Outras aos quais gostam de falar do beneficio de meditar na paixão de Cristo não entendem do que isso se trata. Algo que Alberto disse pode ser muito enganoso: Pensar na Paixão é melhor do que jejuar o ano todo e rezar os salmos todos os dias. Alguns cegamente o seguem, e tomam seu comentário no sentido literal, e logo atuam contrariamente à Paixão de Cristo. Só buscam seus próprios interesses, tratando de evitar fazer outras coisas. De forma supersticiosa, se adornam com imagens e livretos, cartas e crucifixos. Outros até imaginam que fazendo essas coisas estão protegendo-se contra afogamentos, queimaduras, contra a espada e toda classe de perigos. Tratam de usar os sofrimentos de Cristo para evitar que algum sofrimento lhes venha em suas vidas, o qual, óbvio, é totalmente contrário a como a vida é na realidade.

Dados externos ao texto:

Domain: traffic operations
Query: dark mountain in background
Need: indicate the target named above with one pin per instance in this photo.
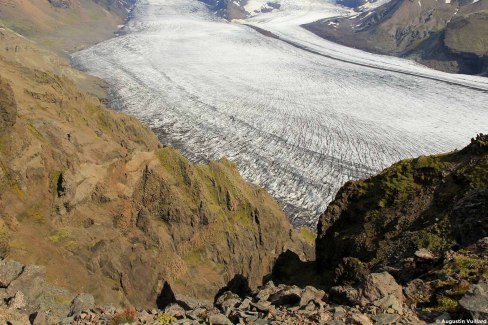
(445, 35)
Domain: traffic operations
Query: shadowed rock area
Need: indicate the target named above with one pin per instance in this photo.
(92, 196)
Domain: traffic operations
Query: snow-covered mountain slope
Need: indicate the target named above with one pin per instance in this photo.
(299, 115)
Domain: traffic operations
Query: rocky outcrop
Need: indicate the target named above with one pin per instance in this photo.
(63, 4)
(476, 301)
(94, 197)
(424, 221)
(269, 304)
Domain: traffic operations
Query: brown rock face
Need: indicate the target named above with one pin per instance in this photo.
(428, 204)
(8, 108)
(93, 196)
(444, 35)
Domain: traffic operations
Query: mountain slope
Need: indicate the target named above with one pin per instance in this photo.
(93, 196)
(409, 220)
(445, 35)
(64, 25)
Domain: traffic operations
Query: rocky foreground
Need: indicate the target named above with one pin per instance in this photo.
(26, 298)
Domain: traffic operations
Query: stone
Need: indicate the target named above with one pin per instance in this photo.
(245, 304)
(9, 271)
(286, 296)
(67, 321)
(198, 314)
(443, 317)
(30, 282)
(82, 302)
(379, 285)
(219, 319)
(18, 301)
(475, 301)
(359, 319)
(389, 302)
(144, 316)
(339, 312)
(344, 295)
(227, 300)
(424, 254)
(41, 318)
(175, 310)
(335, 322)
(418, 291)
(385, 319)
(309, 294)
(268, 289)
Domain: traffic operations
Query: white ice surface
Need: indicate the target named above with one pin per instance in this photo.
(299, 118)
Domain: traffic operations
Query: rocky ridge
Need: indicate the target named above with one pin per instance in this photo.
(423, 220)
(95, 198)
(444, 35)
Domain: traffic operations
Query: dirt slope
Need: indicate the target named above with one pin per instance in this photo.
(92, 195)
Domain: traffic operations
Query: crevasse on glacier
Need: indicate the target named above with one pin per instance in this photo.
(299, 119)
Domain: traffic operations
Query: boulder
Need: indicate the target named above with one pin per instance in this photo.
(385, 319)
(475, 301)
(286, 296)
(227, 300)
(311, 294)
(380, 285)
(344, 295)
(219, 319)
(175, 310)
(9, 271)
(81, 302)
(359, 319)
(18, 301)
(30, 282)
(418, 291)
(424, 254)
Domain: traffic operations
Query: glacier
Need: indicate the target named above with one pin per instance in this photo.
(299, 115)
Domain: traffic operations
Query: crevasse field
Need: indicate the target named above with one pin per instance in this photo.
(299, 115)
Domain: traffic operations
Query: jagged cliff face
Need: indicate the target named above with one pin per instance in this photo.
(410, 220)
(445, 35)
(92, 195)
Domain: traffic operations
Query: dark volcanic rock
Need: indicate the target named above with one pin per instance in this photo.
(476, 301)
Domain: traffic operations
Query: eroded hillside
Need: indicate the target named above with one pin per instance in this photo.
(424, 220)
(92, 195)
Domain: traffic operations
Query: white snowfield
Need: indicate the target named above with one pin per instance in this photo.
(298, 115)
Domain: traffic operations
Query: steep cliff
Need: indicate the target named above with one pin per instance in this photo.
(95, 198)
(425, 220)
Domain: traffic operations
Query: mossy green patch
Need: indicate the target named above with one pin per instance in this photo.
(60, 235)
(308, 235)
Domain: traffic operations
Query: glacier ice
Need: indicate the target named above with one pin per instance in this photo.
(299, 115)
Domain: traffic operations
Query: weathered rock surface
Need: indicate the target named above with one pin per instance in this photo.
(8, 108)
(424, 221)
(92, 195)
(476, 301)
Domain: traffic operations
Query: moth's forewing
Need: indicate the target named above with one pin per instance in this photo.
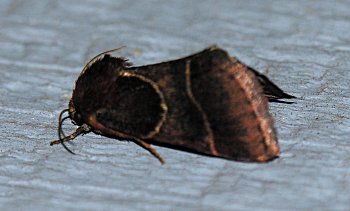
(215, 107)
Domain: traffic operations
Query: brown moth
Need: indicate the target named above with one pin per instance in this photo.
(208, 103)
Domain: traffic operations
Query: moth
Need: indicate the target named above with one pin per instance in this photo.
(208, 103)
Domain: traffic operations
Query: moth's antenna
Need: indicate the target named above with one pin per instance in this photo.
(97, 57)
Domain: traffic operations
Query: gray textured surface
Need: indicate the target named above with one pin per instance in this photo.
(304, 46)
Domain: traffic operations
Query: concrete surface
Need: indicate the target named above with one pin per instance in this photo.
(304, 46)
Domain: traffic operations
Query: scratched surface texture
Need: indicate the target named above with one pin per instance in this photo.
(304, 46)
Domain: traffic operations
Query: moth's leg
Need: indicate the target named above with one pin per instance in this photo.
(81, 130)
(149, 148)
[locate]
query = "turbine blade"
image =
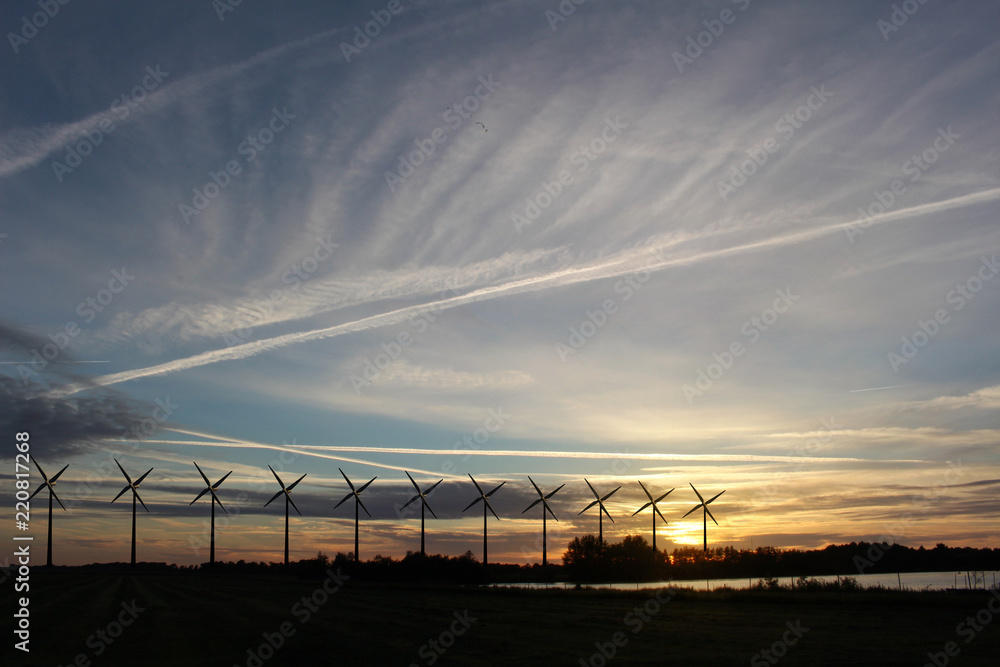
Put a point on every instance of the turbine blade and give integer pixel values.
(412, 482)
(366, 484)
(44, 476)
(139, 481)
(642, 508)
(711, 517)
(644, 489)
(139, 498)
(428, 506)
(478, 488)
(714, 497)
(292, 486)
(696, 492)
(201, 473)
(473, 502)
(362, 503)
(127, 478)
(693, 509)
(663, 496)
(346, 480)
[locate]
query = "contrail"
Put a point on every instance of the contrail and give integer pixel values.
(627, 262)
(895, 386)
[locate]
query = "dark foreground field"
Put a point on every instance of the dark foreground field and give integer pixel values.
(198, 619)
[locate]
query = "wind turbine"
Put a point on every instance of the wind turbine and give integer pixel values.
(543, 499)
(602, 511)
(135, 495)
(46, 482)
(423, 504)
(485, 497)
(288, 499)
(707, 512)
(357, 501)
(656, 510)
(215, 499)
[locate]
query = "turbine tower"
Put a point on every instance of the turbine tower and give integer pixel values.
(210, 488)
(600, 512)
(134, 486)
(48, 483)
(543, 499)
(485, 497)
(706, 513)
(356, 493)
(288, 499)
(423, 504)
(656, 510)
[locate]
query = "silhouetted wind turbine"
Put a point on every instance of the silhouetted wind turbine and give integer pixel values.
(288, 499)
(135, 495)
(543, 499)
(656, 510)
(357, 501)
(423, 503)
(485, 497)
(707, 512)
(602, 511)
(215, 499)
(49, 483)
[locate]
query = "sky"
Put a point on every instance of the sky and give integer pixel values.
(749, 246)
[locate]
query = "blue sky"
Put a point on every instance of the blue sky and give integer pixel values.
(750, 246)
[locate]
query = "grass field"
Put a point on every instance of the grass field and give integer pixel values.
(198, 619)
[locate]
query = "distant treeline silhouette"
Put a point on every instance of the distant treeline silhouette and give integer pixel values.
(586, 559)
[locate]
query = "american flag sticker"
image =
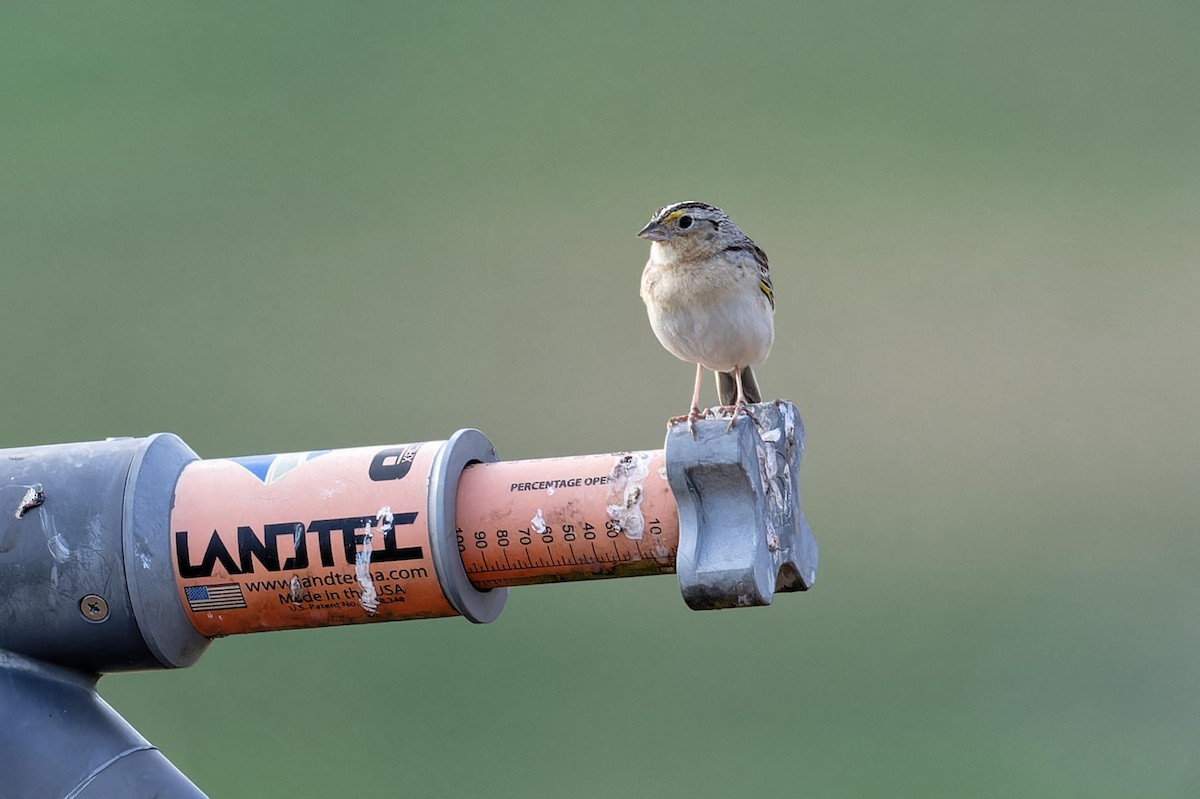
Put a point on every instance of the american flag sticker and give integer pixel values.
(214, 598)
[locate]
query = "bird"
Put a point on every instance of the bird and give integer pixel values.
(711, 301)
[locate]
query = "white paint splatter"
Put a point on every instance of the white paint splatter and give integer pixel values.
(625, 492)
(369, 599)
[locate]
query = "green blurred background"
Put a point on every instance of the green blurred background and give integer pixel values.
(276, 227)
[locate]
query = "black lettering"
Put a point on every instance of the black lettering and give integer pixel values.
(389, 551)
(213, 553)
(393, 463)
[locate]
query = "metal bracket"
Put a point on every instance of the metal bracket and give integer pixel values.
(742, 530)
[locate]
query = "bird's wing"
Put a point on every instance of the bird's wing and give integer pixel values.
(765, 283)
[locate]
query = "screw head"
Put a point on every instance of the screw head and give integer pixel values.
(94, 607)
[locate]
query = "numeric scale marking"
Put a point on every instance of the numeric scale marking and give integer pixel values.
(567, 518)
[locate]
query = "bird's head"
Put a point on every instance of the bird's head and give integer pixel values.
(691, 229)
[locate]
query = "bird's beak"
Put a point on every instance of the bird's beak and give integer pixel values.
(653, 232)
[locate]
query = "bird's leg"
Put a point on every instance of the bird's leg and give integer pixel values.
(694, 414)
(739, 401)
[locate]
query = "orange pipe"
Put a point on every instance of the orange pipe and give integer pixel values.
(556, 520)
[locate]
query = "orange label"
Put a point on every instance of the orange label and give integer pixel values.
(306, 540)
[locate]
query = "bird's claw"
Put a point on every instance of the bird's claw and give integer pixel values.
(733, 410)
(690, 418)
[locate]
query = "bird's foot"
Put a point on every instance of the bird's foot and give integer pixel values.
(733, 412)
(690, 418)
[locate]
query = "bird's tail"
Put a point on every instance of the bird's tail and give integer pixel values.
(727, 388)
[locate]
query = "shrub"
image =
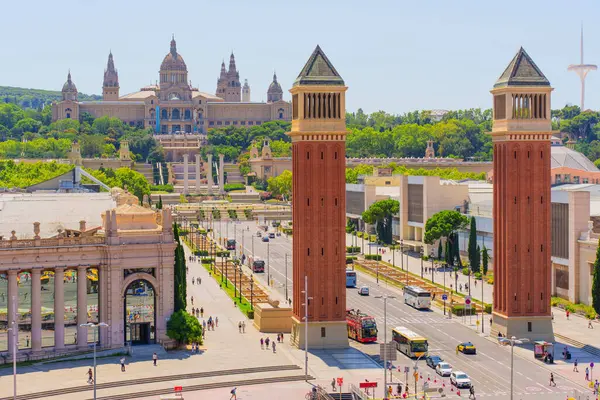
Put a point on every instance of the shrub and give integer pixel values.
(161, 188)
(228, 187)
(184, 328)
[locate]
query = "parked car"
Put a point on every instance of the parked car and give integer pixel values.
(433, 360)
(443, 369)
(467, 348)
(460, 379)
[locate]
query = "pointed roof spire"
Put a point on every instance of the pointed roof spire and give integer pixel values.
(173, 46)
(522, 71)
(318, 70)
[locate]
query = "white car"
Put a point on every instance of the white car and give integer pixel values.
(460, 379)
(443, 369)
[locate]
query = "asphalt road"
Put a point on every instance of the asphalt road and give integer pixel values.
(489, 369)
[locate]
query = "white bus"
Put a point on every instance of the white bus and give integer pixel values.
(417, 297)
(410, 343)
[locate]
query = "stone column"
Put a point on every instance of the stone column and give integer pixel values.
(197, 173)
(13, 305)
(209, 181)
(81, 306)
(221, 174)
(59, 308)
(36, 309)
(186, 157)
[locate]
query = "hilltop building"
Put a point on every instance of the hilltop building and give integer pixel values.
(173, 105)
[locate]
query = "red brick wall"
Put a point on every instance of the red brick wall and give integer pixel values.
(319, 192)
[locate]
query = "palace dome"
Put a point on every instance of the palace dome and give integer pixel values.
(173, 60)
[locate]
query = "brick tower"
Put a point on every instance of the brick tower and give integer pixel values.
(318, 166)
(521, 137)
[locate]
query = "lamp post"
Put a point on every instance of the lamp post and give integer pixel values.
(95, 327)
(305, 304)
(512, 341)
(385, 299)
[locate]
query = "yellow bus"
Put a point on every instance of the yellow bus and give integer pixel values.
(408, 342)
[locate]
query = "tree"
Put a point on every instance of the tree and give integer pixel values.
(381, 213)
(184, 328)
(484, 260)
(596, 282)
(473, 249)
(179, 281)
(281, 185)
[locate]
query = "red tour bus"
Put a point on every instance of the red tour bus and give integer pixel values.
(361, 327)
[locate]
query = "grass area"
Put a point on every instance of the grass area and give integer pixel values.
(577, 308)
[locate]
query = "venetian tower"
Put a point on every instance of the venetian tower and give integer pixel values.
(318, 136)
(110, 86)
(522, 240)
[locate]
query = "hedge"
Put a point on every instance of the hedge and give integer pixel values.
(228, 187)
(577, 308)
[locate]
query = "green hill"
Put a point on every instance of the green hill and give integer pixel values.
(35, 98)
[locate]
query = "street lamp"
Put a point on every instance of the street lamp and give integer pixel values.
(512, 341)
(385, 299)
(95, 327)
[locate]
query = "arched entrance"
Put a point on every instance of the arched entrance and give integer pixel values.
(139, 309)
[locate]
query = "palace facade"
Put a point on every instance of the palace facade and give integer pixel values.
(173, 106)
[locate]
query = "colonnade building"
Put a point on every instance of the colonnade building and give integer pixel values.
(173, 105)
(115, 265)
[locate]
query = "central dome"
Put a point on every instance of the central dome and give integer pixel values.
(173, 60)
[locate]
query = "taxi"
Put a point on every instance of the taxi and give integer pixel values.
(466, 348)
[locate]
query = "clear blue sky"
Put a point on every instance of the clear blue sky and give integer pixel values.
(395, 55)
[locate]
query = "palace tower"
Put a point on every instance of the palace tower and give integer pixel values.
(318, 136)
(521, 138)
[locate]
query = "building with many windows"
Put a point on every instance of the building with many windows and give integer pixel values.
(173, 105)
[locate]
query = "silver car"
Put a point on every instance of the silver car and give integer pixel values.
(443, 369)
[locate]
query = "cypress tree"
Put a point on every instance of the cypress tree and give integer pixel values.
(596, 282)
(472, 248)
(484, 260)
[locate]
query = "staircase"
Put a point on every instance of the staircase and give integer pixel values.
(146, 170)
(233, 173)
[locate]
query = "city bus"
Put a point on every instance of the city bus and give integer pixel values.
(350, 278)
(409, 342)
(417, 297)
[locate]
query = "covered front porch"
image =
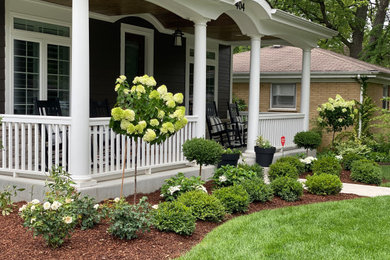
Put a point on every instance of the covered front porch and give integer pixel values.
(99, 42)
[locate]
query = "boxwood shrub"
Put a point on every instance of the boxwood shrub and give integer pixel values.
(258, 190)
(323, 184)
(234, 198)
(174, 216)
(280, 169)
(287, 188)
(329, 165)
(204, 207)
(295, 162)
(349, 158)
(366, 172)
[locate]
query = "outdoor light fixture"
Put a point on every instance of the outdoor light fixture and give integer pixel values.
(178, 38)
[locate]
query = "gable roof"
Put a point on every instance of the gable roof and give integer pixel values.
(287, 59)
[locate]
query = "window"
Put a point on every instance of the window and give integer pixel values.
(386, 102)
(41, 65)
(283, 96)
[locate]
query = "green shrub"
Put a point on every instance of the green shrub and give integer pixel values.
(366, 172)
(127, 220)
(324, 184)
(295, 162)
(179, 184)
(329, 165)
(228, 175)
(254, 168)
(174, 216)
(202, 151)
(307, 140)
(258, 190)
(287, 188)
(280, 169)
(204, 207)
(349, 158)
(234, 198)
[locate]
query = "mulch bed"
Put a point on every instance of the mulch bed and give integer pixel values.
(345, 177)
(18, 243)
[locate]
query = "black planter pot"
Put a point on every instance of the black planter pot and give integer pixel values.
(264, 156)
(229, 159)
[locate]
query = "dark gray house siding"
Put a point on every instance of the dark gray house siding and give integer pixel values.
(224, 79)
(2, 56)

Alem disso, existem pessoas que se agradam em simpatizar emocionalmente com Cristo. Choram e derramam lágrimas sobre ele porque foi tão inocente. São como as mulheres que seguiram a Cristo no caminho desde Jerusalém. Ele as repreendeu! Disse-lhes que deveriam chorar por elas mesmas e por seus filhos. Entram na estação da paixão pensando que recebem um grande beneficio pensando profundamente em como que Jesus saiu de Betânia, ou nas dores e penas que a virgem Maria sofreu. Meditam nessas coisas durantes
horas e horas, porem nunca avança. De alguma forma, não chegam realmente a meditar no verdadeiro sofrimento e morte de Cristo. Só Deus sabe se fazem mais para dormirem do que vigiar e esperar com Cristo. Essa classe de gente inclui aos fanáticos que tratam de ensinar ao povo que esse recebe uma grande benção só assistindo à celebração da Santa Ceia, parando-se lá e vendo a celebração. Tratam de convencer ao povo que só apresentar-se e ver uma missa automaticamente trazem a benção pelo ato mesmo de fazê-lo. Intentam levar o povo a crer que a Ceia do Senhor não tem nada que ver com a fé na promessa da Santa Ceia, nem de ser digno para receber a Santa Ceia. A ceia não foi instituída para seu próprio beneficio, como se o propósito dela fosse somente celebrá-la. Foi dada com o fim de meditar na paixão de Cristo. Se não o fazemos, convertemos a Santa ceia em uma obra humana. Fazemos dela algo inútil, não importa que tão boa seja em si mesma. Deu que lhe serve que Deus seja Deus se não o é para você? Que utilidade tem comer e beber se não beneficia a você? Devemos temer pensar que não faremos melhores só porque celebramos muito a Santa Ceia, enquanto que ao mesmo tempo não recebemos seu verdadeiro beneficio.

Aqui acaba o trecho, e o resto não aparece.